Automatic differentiation

MXNet supports automatic differentiation with the autograd package. autograd allows you to differentiate a graph of NDArray operations with the chain rule. This is called define-by-run, i.e., the network is defined on-the-fly by running forward computation. You can define exotic network structures and differentiate them, and each iteration can have a totally different network structure.

import mxnet as mx
from mxnet import autograd

To use autograd, we must first mark variables that require gradient and attach gradient buffers to them:

x = mx.nd.array([[1, 2], [3, 4]])
x.attach_grad()

Now we can define the network while running forward computation by wrapping it inside a record (operations out of record does not define a graph and cannot be differentiated):

with autograd.record():
  y = x * 2
  z = y * x

Let’s backprop with z.backward(), which is equivalent to z.backward(mx.nd.ones_like(z)).
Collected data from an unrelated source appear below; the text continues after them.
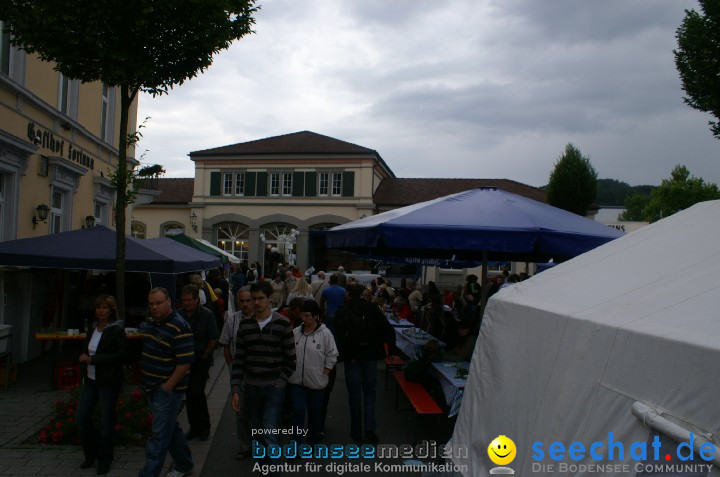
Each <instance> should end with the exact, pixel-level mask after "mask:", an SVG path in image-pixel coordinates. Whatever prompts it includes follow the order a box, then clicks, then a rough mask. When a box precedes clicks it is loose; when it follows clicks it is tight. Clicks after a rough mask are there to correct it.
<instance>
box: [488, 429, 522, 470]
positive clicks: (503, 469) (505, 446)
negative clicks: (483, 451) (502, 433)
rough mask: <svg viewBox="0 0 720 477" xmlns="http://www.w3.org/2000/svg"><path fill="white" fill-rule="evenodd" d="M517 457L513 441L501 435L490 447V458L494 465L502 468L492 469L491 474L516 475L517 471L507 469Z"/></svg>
mask: <svg viewBox="0 0 720 477" xmlns="http://www.w3.org/2000/svg"><path fill="white" fill-rule="evenodd" d="M516 455H517V447H515V443H514V442H513V440H512V439H510V438H509V437H507V436H504V435H499V436H497V437H496V438H495V439H493V441H492V442H491V443H490V445H489V446H488V457H490V460H491V461H493V463H494V464H496V465H498V466H500V467H494V468H493V469H490V473H491V474H514V473H515V471H514V470H512V469H511V468H510V467H506V466H507V465H508V464H509V463H511V462H512V461H513V460H514V459H515V456H516Z"/></svg>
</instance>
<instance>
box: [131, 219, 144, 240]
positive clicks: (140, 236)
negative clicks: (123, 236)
mask: <svg viewBox="0 0 720 477" xmlns="http://www.w3.org/2000/svg"><path fill="white" fill-rule="evenodd" d="M130 235H132V236H133V237H135V238H142V239H144V238H145V237H146V236H147V226H146V225H145V224H143V223H142V222H132V224H131V225H130Z"/></svg>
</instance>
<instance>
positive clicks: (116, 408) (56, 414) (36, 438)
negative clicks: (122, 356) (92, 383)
mask: <svg viewBox="0 0 720 477" xmlns="http://www.w3.org/2000/svg"><path fill="white" fill-rule="evenodd" d="M81 389H82V386H75V387H73V388H70V389H69V390H68V398H67V399H65V400H60V401H56V402H55V404H54V410H55V414H54V415H53V417H52V418H51V419H50V422H48V423H47V424H46V425H45V426H44V427H43V428H42V429H41V430H40V432H39V433H38V434H37V436H36V437H34V438H33V439H32V440H33V441H34V442H39V443H41V444H80V432H79V431H80V430H79V429H78V426H77V423H76V421H75V413H76V412H77V407H78V400H79V397H80V391H81ZM115 412H116V416H117V419H116V423H115V443H116V445H145V440H146V439H147V437H149V436H150V434H151V427H152V414H151V413H150V411H149V409H148V405H147V400H146V399H145V396H144V395H143V394H142V393H141V392H140V391H138V390H137V389H135V390H126V391H123V392H122V393H121V395H120V398H119V399H118V403H117V406H116V407H115ZM93 420H94V421H95V426H96V427H99V425H100V409H99V406H96V407H95V412H94V414H93Z"/></svg>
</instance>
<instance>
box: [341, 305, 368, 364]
mask: <svg viewBox="0 0 720 477" xmlns="http://www.w3.org/2000/svg"><path fill="white" fill-rule="evenodd" d="M345 315H346V317H347V331H346V333H345V348H346V349H347V351H348V356H350V357H357V356H358V354H364V352H365V351H367V350H369V349H371V347H372V346H373V344H374V343H375V338H374V335H373V333H372V330H371V325H370V323H369V321H370V320H369V317H366V316H365V315H364V314H362V313H361V312H359V311H357V310H354V309H352V308H350V307H348V308H347V310H346V313H345Z"/></svg>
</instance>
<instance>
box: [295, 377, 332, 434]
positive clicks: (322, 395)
mask: <svg viewBox="0 0 720 477" xmlns="http://www.w3.org/2000/svg"><path fill="white" fill-rule="evenodd" d="M288 386H289V388H290V389H289V390H290V401H291V403H292V409H293V425H294V427H295V429H306V427H305V409H307V414H308V425H307V429H308V434H307V438H308V444H310V445H315V444H317V443H318V442H319V441H320V432H321V431H322V417H323V416H322V406H323V399H324V397H325V389H310V388H306V387H305V386H300V385H298V384H289V385H288ZM295 440H296V441H297V443H298V444H304V442H305V439H304V437H303V436H302V435H297V436H296V437H295Z"/></svg>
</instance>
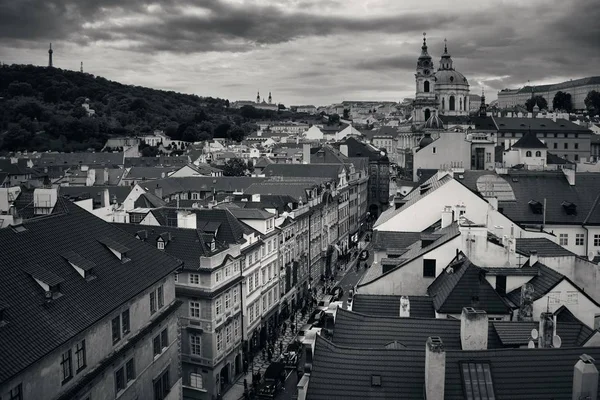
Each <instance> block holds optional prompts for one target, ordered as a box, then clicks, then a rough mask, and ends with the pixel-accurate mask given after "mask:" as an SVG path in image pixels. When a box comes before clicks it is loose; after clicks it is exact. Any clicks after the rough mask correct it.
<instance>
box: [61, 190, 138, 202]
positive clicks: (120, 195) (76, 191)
mask: <svg viewBox="0 0 600 400" xmlns="http://www.w3.org/2000/svg"><path fill="white" fill-rule="evenodd" d="M104 189H108V193H109V195H110V199H111V201H112V199H113V197H115V198H116V199H117V202H118V203H119V204H121V203H123V202H124V201H125V199H126V198H127V196H129V193H131V189H132V188H131V186H61V187H60V194H61V196H66V197H68V198H69V199H70V200H73V201H78V200H85V199H94V201H100V196H101V195H102V192H103V191H104Z"/></svg>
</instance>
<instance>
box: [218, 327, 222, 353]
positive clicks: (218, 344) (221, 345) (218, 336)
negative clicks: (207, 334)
mask: <svg viewBox="0 0 600 400" xmlns="http://www.w3.org/2000/svg"><path fill="white" fill-rule="evenodd" d="M221 350H223V330H220V331H219V332H217V351H221Z"/></svg>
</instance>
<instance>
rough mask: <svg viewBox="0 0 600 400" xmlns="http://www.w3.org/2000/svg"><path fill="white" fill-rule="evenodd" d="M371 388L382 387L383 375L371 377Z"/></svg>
mask: <svg viewBox="0 0 600 400" xmlns="http://www.w3.org/2000/svg"><path fill="white" fill-rule="evenodd" d="M371 386H378V387H380V386H381V375H371Z"/></svg>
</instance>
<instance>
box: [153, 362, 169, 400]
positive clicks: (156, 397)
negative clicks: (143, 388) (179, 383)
mask: <svg viewBox="0 0 600 400" xmlns="http://www.w3.org/2000/svg"><path fill="white" fill-rule="evenodd" d="M170 390H171V384H170V382H169V369H168V368H167V369H166V370H165V371H164V372H163V373H162V374H160V376H159V377H158V378H156V380H155V381H154V400H164V399H165V398H166V397H167V394H169V391H170Z"/></svg>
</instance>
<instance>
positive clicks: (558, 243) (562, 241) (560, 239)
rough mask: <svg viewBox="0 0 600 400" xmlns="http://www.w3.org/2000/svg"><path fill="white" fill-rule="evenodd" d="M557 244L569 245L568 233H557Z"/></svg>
mask: <svg viewBox="0 0 600 400" xmlns="http://www.w3.org/2000/svg"><path fill="white" fill-rule="evenodd" d="M558 244H560V245H561V246H568V245H569V234H567V233H561V234H560V235H558Z"/></svg>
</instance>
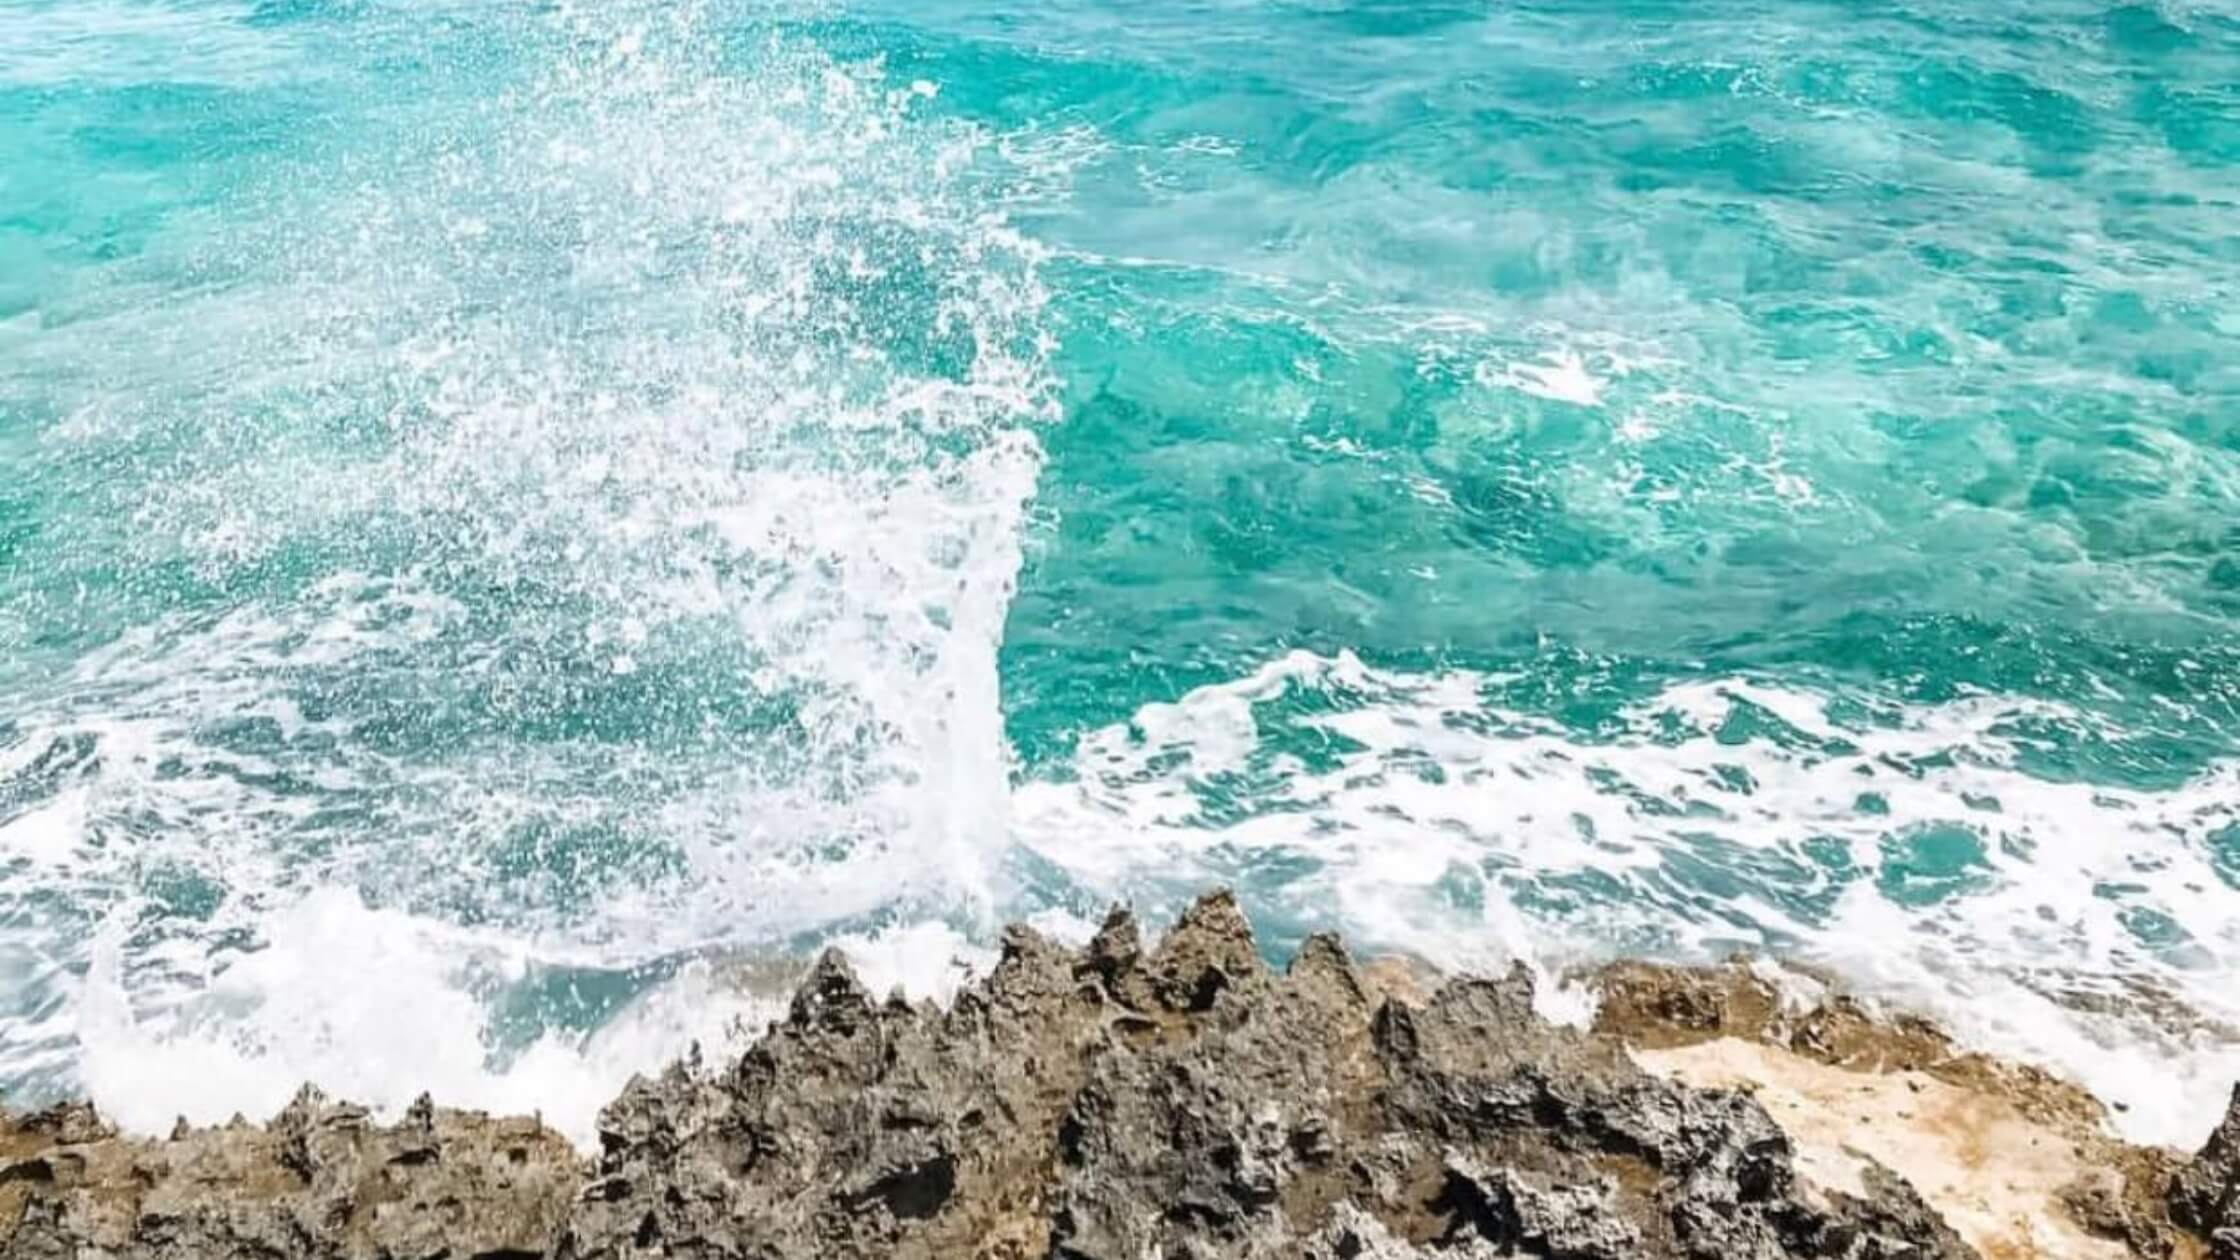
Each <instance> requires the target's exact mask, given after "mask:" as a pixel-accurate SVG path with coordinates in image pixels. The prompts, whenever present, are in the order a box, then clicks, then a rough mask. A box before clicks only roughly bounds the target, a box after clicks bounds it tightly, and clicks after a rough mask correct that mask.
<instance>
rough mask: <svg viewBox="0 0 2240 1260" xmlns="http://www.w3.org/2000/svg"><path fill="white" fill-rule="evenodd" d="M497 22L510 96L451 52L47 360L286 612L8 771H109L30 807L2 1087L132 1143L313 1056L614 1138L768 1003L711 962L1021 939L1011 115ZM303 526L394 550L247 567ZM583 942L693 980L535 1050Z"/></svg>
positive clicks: (232, 561) (192, 570)
mask: <svg viewBox="0 0 2240 1260" xmlns="http://www.w3.org/2000/svg"><path fill="white" fill-rule="evenodd" d="M399 20H403V22H410V20H417V18H414V16H403V18H399ZM491 20H506V22H511V20H513V18H508V16H500V18H491ZM506 36H508V38H506V45H508V54H520V56H524V58H526V65H524V67H520V74H502V76H491V81H493V83H500V85H504V92H502V94H491V92H488V90H482V87H461V83H452V81H441V83H439V90H444V92H464V99H444V101H437V103H432V105H430V108H428V112H426V117H417V114H410V110H408V112H405V117H403V119H396V121H394V123H396V126H392V119H383V126H381V128H376V130H372V132H370V135H376V137H381V139H379V141H376V148H374V150H365V152H358V150H345V152H338V155H334V170H316V173H305V170H280V173H278V175H276V177H273V179H269V184H267V186H258V184H253V182H251V184H249V186H246V188H244V191H242V193H240V200H242V202H244V204H242V206H235V211H237V213H233V215H228V220H226V224H224V231H226V233H228V235H224V238H222V240H193V242H179V240H157V242H155V244H152V247H150V249H155V251H166V249H168V251H179V253H199V256H208V258H222V260H224V278H226V282H211V285H199V287H195V289H188V291H181V294H161V296H148V298H146V300H123V298H121V296H116V294H112V298H119V300H114V303H110V314H105V316H103V318H85V321H81V323H78V325H74V327H67V330H60V332H58V334H54V336H45V339H43V341H40V345H38V352H40V370H43V372H45V377H43V379H47V381H49V383H56V381H60V383H56V392H58V397H65V399H67V388H65V386H67V381H72V379H76V377H83V383H85V388H83V397H78V399H69V401H76V406H74V408H72V410H74V415H72V421H69V424H65V426H58V428H54V430H52V433H49V439H52V442H56V444H60V446H78V448H81V451H78V453H83V455H90V460H87V462H96V460H99V457H101V455H110V453H119V451H121V453H128V455H132V457H134V460H143V462H148V460H161V462H155V464H134V469H137V473H143V475H146V480H143V484H139V487H137V489H134V491H132V495H130V504H128V513H130V520H123V527H125V529H123V531H121V538H103V540H101V545H114V547H116V552H119V563H125V565H130V563H141V565H148V567H150V569H166V567H172V565H177V567H184V569H186V572H193V574H197V576H204V578H208V581H213V583H224V585H237V587H242V590H246V594H244V596H240V599H237V601H233V603H231V605H228V608H224V610H222V612H215V614H177V612H175V614H164V617H148V619H141V621H137V623H134V628H132V630H128V632H125V634H121V637H119V639H114V641H112V643H108V646H103V648H101V650H94V652H87V655H83V657H81V659H78V661H76V664H74V668H72V670H67V675H63V677H56V679H54V682H52V686H45V688H43V691H40V693H36V695H27V697H20V706H18V711H13V713H11V720H16V735H18V738H16V740H13V742H11V744H9V747H7V749H0V758H4V762H7V765H0V773H9V776H13V778H29V771H27V767H29V765H31V762H34V760H38V758H47V760H54V758H58V756H63V751H69V756H72V758H76V760H69V762H67V765H65V767H63V771H60V776H63V782H65V787H63V789H60V791H56V794H54V796H52V798H45V800H40V803H38V807H36V809H29V812H22V814H13V816H7V818H0V861H11V863H18V868H16V872H18V874H25V877H22V879H13V881H11V883H9V886H7V888H0V912H4V917H7V928H4V935H0V948H4V953H7V955H11V957H13V955H25V957H38V960H45V964H43V971H38V973H36V975H34V973H25V975H22V984H11V989H9V1004H7V1007H4V1009H0V1072H7V1074H9V1076H25V1074H45V1081H47V1085H49V1087H85V1090H90V1092H92V1094H94V1099H96V1101H99V1103H101V1105H103V1108H108V1110H112V1112H114V1114H116V1117H119V1119H123V1121H125V1123H130V1125H134V1128H161V1125H168V1123H170V1112H172V1108H181V1105H184V1108H186V1110H188V1114H190V1119H202V1121H211V1119H224V1117H228V1114H233V1112H235V1110H237V1112H246V1114H271V1112H273V1110H276V1108H278V1105H280V1103H284V1099H287V1096H289V1094H291V1092H293V1087H296V1085H298V1083H300V1081H305V1078H311V1081H318V1083H320V1085H323V1087H327V1090H332V1092H338V1094H347V1096H358V1099H365V1101H370V1103H376V1105H381V1108H399V1105H403V1103H408V1101H410V1099H412V1096H414V1094H417V1092H419V1090H432V1092H435V1094H437V1096H439V1099H441V1101H446V1103H461V1105H484V1108H497V1110H535V1108H542V1110H544V1112H547V1114H549V1117H551V1119H553V1121H556V1123H560V1125H562V1128H564V1130H567V1132H569V1134H573V1137H578V1139H587V1137H589V1125H591V1117H594V1112H596V1108H598V1105H600V1103H603V1101H605V1099H609V1096H612V1094H614V1090H616V1087H618V1085H620V1081H623V1078H627V1074H629V1072H634V1069H652V1067H659V1065H661V1063H663V1060H668V1058H670V1056H674V1054H679V1051H683V1049H685V1047H688V1045H690V1043H694V1040H701V1043H710V1040H721V1038H730V1036H735V1027H755V1025H759V1018H766V1013H768V1011H764V1009H762V1007H759V1004H757V1002H766V1000H764V998H739V995H732V993H730V991H728V989H726V986H724V980H721V975H717V973H712V971H708V966H715V964H706V966H703V964H694V962H683V964H679V962H676V960H692V957H719V955H721V953H724V951H737V948H755V951H768V948H777V944H775V942H784V939H791V937H795V935H800V933H831V930H842V928H844V930H853V935H847V937H844V939H849V942H851V944H853V948H858V951H862V953H865V957H867V971H869V973H874V975H880V978H889V980H894V982H903V984H905V986H907V989H909V991H916V993H932V995H939V993H945V991H950V989H952V986H954V982H956V973H959V969H952V966H950V960H952V957H970V951H968V948H965V946H963V944H961V937H956V928H954V926H950V924H945V921H943V924H925V926H921V928H889V930H885V933H869V930H865V928H860V924H862V921H885V919H892V915H894V908H896V906H898V904H903V906H936V908H941V910H943V912H945V915H948V917H952V919H956V921H963V924H986V921H990V919H992V912H995V910H992V901H995V888H997V874H995V870H992V868H990V861H992V856H995V852H992V850H990V845H988V836H999V834H1004V830H1006V791H1004V782H1006V773H1008V767H1006V749H1004V742H1001V713H999V704H997V675H995V650H997V643H999V637H1001V623H1004V614H1006V608H1008V603H1010V592H1012V583H1015V574H1017V567H1019V540H1017V538H1019V518H1021V513H1024V504H1026V500H1028V495H1030V493H1033V484H1035V475H1037V469H1039V444H1037V439H1035V433H1033V426H1035V424H1037V421H1039V419H1046V417H1048V399H1046V392H1048V381H1046V368H1044V361H1046V356H1048V354H1051V348H1053V345H1051V339H1048V334H1046V332H1044V330H1042V327H1039V312H1042V305H1044V291H1042V285H1039V278H1037V265H1039V253H1037V249H1035V247H1033V244H1030V242H1026V240H1021V238H1019V235H1017V233H1012V231H1010V229H1008V226H1006V224H1004V222H1001V217H999V215H995V213H992V211H990V206H986V204H981V202H979V197H977V193H974V191H972V188H970V186H968V184H965V182H963V175H965V170H968V166H970V164H972V161H974V152H977V150H979V148H981V143H983V137H979V135H974V132H972V130H970V128H963V126H950V123H941V121H939V119H930V117H927V112H930V110H934V105H932V101H936V96H939V92H936V90H934V87H936V85H932V83H892V81H889V78H887V74H885V70H883V67H880V65H878V63H876V61H871V63H840V61H833V58H829V56H824V54H822V52H818V49H813V47H809V45H802V43H795V40H791V38H786V36H768V38H766V40H764V43H762V47H753V49H741V47H730V45H728V43H726V40H717V38H712V34H710V27H708V25H706V20H703V13H701V11H699V7H697V4H676V7H670V4H661V7H647V4H605V7H589V9H578V7H562V9H558V11H553V13H551V16H538V18H524V20H520V22H517V25H513V27H508V29H506ZM379 38H381V36H379V34H372V31H370V34H367V47H374V45H379ZM719 58H728V61H721V63H719ZM477 83H479V81H477ZM258 200H262V202H267V204H253V202H258ZM197 222H199V220H197ZM181 231H188V229H181ZM195 231H215V229H213V226H211V224H199V226H195ZM119 343H134V345H141V354H134V356H132V361H130V365H123V368H119V365H116V361H114V352H112V348H114V345H119ZM74 354H76V359H72V356H74ZM74 372H76V377H74ZM119 372H123V374H119ZM338 435H340V437H338ZM101 525H103V527H108V525H110V522H105V520H103V522H101ZM90 545H92V543H90ZM307 547H309V549H318V552H325V554H340V556H343V558H345V560H343V563H345V565H347V567H349V569H352V572H334V574H329V576H325V578H323V581H316V583H311V585H309V587H302V590H296V587H291V585H287V581H278V583H264V581H262V578H258V576H244V574H258V572H282V569H287V565H291V563H293V560H291V556H293V554H298V552H300V549H307ZM320 563H332V560H320ZM661 670H670V675H668V677H670V679H672V682H645V679H650V677H661ZM679 673H681V675H688V677H692V679H694V686H697V688H708V693H706V695H701V693H694V691H690V688H681V686H676V684H674V677H679ZM598 686H656V688H663V691H656V693H652V695H654V697H652V700H650V702H641V704H636V708H634V711H632V713H634V715H638V713H643V711H652V715H650V717H645V720H650V722H659V724H661V726H659V729H656V733H654V735H650V738H638V735H634V733H625V735H603V733H598V731H596V729H582V726H585V724H587V722H589V717H587V715H585V713H587V711H589V708H591V706H589V704H585V702H582V700H580V695H582V693H589V691H591V688H598ZM741 697H746V700H741ZM750 700H753V702H762V704H764V711H766V713H768V715H766V717H764V713H762V711H755V713H748V717H741V715H739V711H741V708H744V706H746V704H748V702H750ZM623 708H632V706H623ZM594 715H596V713H594ZM757 722H759V726H757ZM43 904H52V906H63V908H65V912H58V915H40V912H29V910H27V908H29V906H43ZM943 933H945V935H943ZM551 969H582V971H585V973H594V975H605V978H607V982H609V984H620V982H623V980H618V978H627V975H634V973H638V971H643V969H656V971H661V973H665V975H670V971H674V973H672V975H670V978H668V980H663V982H661V984H656V986H654V989H652V991H650V993H643V995H638V998H636V1000H632V1002H629V1004H627V1007H625V1011H623V1016H618V1018H616V1020H614V1022H609V1025H607V1027H603V1029H598V1031H596V1036H594V1034H587V1031H585V1029H569V1027H558V1025H556V1027H551V1029H547V1031H542V1034H535V1036H531V1040H529V1043H526V1045H522V1031H520V1029H517V1027H508V1025H506V1020H502V1018H500V1016H497V1011H502V1009H508V1002H513V1004H520V1002H522V1000H526V998H522V993H520V986H522V984H531V982H535V978H538V975H544V973H549V971H551ZM69 971H83V973H85V975H83V982H76V984H67V986H65V984H63V980H60V978H63V975H67V973H69ZM9 980H11V982H13V980H18V975H16V969H13V964H11V971H9ZM540 1018H542V1016H540Z"/></svg>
When z has more than one entry, z.backward() is equivalent to mx.nd.sum(z).backward():

z.backward()
print(x.grad)

Now, let’s see if this is the expected output.

Here, y = f(x), z = f(y) = f(g(x)) which means y = 2 * x and z = 2 * x * x.

After, doing backprop with z.backward(), we will get gradient dz/dx as follows:

dy/dx = 2, dz/dx = 4 * x

So, we should get x.grad as an array of [[4, 8],[12, 16]].